Pembantaian bermotif rasial di Hanau, Jerman merenggut sembilan nyawa tak berdosa minggu lalu. Pelaku, Tobias Rathjen, melakukan serangan bersenjata di dua kafe lokal, menewaskan empat warga negara Turki antara lain. Apa yang terjadi di Hanau bukanlah suatu kejutan. Itu adalah tindakan terorisme bertahun-tahun dalam pembuatannya.
Serangan minggu lalu juga bukan serangan xenofobia pertama di Eropa. Juga tidak akan menjadi pembantaian terakhir di benua di mana gerakan sayap kanan semakin kuat, politisi menggunakan bahasa diskriminatif dalam kampanye dan ekstremisme menjadi normal baru. Jika sebagian besar masyarakat Eropa terdiri dari satu kelompok etnis, diskriminasi rasial mungkin tidak menjadi sumber perhatian yang serius. Rasisme adalah masalah sosial yang penting bagi masa depan Eropa karena benua itu adalah rumah bagi banyak kelompok etnis dan agama dari Afrika, Timur Tengah, dan tempat lain. Oleh karena itu, Eropa perlu memperhatikan serangan Hanau dan mengambil pelajaran yang diperlukan darinya.
Ada beberapa hal tentang identitas teroris yang patut mendapat perhatian. Rathjen adalah pekerja kerah putih dengan latar belakang perbankan dan manajemen. Dia berbicara bahasa Inggris dengan lancar dan tampaknya tidak memiliki masalah keuangan yang serius. Inilah satu hal lagi yang harus membunyikan alarm di mana-mana, pasukan keamanan Jerman tidak memiliki pengetahuan sebelumnya tentang Rathjen karena dia tidak memiliki catatan kriminal. Dengan kata lain, ada potensi kriminal jenis baru, yang menderita penyakit rasisme, menghantui jalanan Eropa.

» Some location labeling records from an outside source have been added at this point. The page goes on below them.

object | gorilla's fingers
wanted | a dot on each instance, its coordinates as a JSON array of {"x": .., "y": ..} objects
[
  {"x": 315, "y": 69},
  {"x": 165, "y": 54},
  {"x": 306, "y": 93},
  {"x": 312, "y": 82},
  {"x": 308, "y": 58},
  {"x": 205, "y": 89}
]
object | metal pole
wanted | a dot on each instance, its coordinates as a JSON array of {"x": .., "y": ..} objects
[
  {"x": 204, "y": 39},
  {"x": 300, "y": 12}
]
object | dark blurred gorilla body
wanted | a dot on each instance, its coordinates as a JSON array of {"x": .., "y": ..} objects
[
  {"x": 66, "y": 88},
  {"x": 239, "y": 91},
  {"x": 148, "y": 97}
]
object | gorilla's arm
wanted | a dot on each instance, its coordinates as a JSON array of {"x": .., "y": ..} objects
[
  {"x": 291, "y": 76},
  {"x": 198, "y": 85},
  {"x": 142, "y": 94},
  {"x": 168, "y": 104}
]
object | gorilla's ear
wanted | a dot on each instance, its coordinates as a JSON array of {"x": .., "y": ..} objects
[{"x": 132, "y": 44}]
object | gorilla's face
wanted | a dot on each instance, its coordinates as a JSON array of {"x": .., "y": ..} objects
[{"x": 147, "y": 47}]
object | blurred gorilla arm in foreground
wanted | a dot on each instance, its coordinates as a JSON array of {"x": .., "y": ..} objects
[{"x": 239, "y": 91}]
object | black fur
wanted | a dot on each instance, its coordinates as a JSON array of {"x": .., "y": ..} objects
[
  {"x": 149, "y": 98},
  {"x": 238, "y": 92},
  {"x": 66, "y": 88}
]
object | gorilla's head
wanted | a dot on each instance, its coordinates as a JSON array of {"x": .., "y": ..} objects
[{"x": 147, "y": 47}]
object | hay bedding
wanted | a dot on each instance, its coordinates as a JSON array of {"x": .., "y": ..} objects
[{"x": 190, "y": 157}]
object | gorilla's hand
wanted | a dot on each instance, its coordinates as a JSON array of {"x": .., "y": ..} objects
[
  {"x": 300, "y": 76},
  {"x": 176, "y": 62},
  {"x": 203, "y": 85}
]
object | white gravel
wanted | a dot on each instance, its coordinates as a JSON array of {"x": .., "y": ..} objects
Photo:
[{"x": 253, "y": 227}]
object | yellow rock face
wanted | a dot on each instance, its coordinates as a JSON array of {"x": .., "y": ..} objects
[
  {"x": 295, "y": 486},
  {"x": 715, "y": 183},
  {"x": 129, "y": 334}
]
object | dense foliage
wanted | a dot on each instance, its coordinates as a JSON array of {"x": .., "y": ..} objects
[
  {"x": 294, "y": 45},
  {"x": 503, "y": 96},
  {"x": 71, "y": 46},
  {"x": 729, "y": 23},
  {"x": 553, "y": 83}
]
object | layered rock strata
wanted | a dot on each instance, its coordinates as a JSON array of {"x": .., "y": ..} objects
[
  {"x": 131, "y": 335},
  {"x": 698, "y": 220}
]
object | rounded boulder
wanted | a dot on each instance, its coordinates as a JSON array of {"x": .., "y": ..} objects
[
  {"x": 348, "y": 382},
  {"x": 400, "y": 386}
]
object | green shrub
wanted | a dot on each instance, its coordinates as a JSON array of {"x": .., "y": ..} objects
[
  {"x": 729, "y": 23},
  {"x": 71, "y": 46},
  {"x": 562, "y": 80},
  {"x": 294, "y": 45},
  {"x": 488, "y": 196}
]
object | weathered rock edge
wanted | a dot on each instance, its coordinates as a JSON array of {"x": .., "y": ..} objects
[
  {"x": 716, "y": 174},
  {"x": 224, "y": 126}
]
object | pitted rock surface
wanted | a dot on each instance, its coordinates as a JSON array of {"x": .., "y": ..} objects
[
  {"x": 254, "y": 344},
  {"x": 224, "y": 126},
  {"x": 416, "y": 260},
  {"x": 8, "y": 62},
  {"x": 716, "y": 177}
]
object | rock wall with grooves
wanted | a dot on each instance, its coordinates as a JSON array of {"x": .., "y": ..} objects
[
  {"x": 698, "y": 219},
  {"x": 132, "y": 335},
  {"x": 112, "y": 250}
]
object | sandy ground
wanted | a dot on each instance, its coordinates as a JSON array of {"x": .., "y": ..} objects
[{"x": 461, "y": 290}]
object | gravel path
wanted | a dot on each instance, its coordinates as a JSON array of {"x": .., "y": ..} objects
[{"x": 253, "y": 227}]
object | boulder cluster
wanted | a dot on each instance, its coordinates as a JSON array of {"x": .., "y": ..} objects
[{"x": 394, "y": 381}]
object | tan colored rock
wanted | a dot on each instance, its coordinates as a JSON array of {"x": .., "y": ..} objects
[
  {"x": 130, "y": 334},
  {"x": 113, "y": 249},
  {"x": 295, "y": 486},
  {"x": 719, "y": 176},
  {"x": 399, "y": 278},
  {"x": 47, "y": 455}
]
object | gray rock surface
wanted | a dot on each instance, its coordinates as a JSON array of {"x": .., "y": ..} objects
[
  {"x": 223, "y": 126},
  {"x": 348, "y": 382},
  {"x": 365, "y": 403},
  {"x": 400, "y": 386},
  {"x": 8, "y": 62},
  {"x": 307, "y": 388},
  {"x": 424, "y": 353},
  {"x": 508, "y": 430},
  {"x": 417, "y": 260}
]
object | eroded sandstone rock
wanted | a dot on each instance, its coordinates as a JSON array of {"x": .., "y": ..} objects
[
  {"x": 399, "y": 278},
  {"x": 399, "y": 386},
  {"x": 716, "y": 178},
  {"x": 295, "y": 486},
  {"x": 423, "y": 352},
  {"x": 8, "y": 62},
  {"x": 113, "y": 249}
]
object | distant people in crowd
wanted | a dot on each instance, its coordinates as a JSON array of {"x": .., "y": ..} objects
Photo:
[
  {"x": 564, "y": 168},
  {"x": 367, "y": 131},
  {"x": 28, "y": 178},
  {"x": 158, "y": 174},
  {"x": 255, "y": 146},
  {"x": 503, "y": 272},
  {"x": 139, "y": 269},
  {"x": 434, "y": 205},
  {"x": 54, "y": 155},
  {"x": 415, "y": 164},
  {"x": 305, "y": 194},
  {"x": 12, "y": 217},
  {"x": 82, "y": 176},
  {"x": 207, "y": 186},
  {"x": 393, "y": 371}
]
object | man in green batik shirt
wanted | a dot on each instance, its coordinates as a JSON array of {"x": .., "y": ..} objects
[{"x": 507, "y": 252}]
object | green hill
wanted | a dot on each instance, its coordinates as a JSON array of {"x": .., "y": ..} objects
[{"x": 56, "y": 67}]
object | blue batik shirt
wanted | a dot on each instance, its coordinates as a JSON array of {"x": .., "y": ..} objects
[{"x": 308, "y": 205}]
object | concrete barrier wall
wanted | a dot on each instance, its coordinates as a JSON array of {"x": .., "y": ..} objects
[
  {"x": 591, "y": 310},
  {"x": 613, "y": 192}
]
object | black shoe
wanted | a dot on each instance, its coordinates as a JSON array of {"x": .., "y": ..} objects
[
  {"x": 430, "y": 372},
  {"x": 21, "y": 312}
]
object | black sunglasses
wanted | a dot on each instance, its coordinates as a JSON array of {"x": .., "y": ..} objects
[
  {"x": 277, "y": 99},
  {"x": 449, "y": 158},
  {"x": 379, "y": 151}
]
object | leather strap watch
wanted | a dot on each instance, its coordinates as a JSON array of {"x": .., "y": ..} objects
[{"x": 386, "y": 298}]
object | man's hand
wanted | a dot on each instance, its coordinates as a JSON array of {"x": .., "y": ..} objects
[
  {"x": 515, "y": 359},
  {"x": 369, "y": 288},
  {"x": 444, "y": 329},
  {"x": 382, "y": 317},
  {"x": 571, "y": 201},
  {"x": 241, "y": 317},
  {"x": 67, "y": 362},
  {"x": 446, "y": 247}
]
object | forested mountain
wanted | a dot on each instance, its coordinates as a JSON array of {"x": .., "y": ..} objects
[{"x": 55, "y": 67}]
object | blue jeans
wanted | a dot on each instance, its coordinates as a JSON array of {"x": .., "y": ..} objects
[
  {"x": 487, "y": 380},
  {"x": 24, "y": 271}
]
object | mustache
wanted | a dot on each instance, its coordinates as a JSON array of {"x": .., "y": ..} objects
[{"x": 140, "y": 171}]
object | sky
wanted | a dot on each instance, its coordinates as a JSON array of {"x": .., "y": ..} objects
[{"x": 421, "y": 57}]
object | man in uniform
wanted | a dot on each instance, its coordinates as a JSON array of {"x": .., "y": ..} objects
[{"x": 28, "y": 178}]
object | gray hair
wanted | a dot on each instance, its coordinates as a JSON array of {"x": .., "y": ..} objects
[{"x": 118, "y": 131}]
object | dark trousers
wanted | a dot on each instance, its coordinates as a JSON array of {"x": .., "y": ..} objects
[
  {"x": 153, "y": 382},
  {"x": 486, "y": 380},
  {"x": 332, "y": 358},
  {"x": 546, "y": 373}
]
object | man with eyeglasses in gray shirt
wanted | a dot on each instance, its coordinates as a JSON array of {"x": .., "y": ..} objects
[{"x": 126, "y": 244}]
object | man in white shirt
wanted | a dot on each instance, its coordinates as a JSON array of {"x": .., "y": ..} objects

Apa pelajaran dari Hanau? Pelajaran pertama adalah untuk media Jerman dan Eropa. Upaya implisit media Jerman untuk melindungi penjahat semacam itu secara efektif mendorong terorisme sayap kanan. Melihat sekilas laporan media lokal tentang pembantaian Hanau mengungkapkan bahwa nama belakang penyerang dihilangkan kecuali inisialnya. Seandainya seorang teroris dengan latar belakang Timur Tengah melakukan kekejaman di Hanau, dunia akan segera mengetahui namanya. Ada lagi, saya mengunjungi situs Der Spiegel untuk membaca manifesto teroris. Majalah itu memuat cerita dengan gambar peluru tunggal daripada foto si pembunuh. Asalkan penulis manifesto baru saja membunuh sembilan orang yang tidak bersalah, fotonya seharusnya ada di situs web – yang menunjukkan bahwa media Jerman terus melindungi ekstremis sayap kanan. Satu hal lagi, sebagian besar cerita menggambarkan Rathjen sebagai “rasis” dan “paling kanan” daripada dirinya yang sebenarnya – seorang teroris. Kami memiliki tanggung jawab untuk menyebut teroris sebagai teroris. Kecuali jika sikap media Eropa saat ini berubah, pembantaian serupa pasti akan terjadi di masa depan.
Pelajaran kedua adalah untuk politisi Eropa. Rathjen percaya bahwa Islam adalah kekuatan penghancur di dunia. Manifestonya mencakup banyak pernyataan diskriminatif dan menghina tentang imigran dan pengungsi. Mari kita hadapi itu, banyak politisi Eropa, bukan hanya Rathjen si teroris, menganut pandangan seperti itu. Mari kita pikirkan sejenak seberapa banyak retorika anti-Muslim, anti-Turki, dan xenofobia beredar di Eropa seputar kampanye pemilu. Xenophobia tidak hilang ketika pemilihan itu berakhir. Bahkan jika para politisi sadar, pandangan seperti itu tetap ada di antara orang-orang biasa dan menembus arus utama. Pembantaian, seperti amukan minggu lalu di Hanau, adalah produk dari kampanye semacam itu.
Eropa menggali dirinya sendiri ke dalam lubang rasisme yang semakin dalam setiap hari. Sayangnya, tampaknya ada kekurangan parah pemimpin yang bertanggung jawab untuk membalikkan tren berbahaya ini.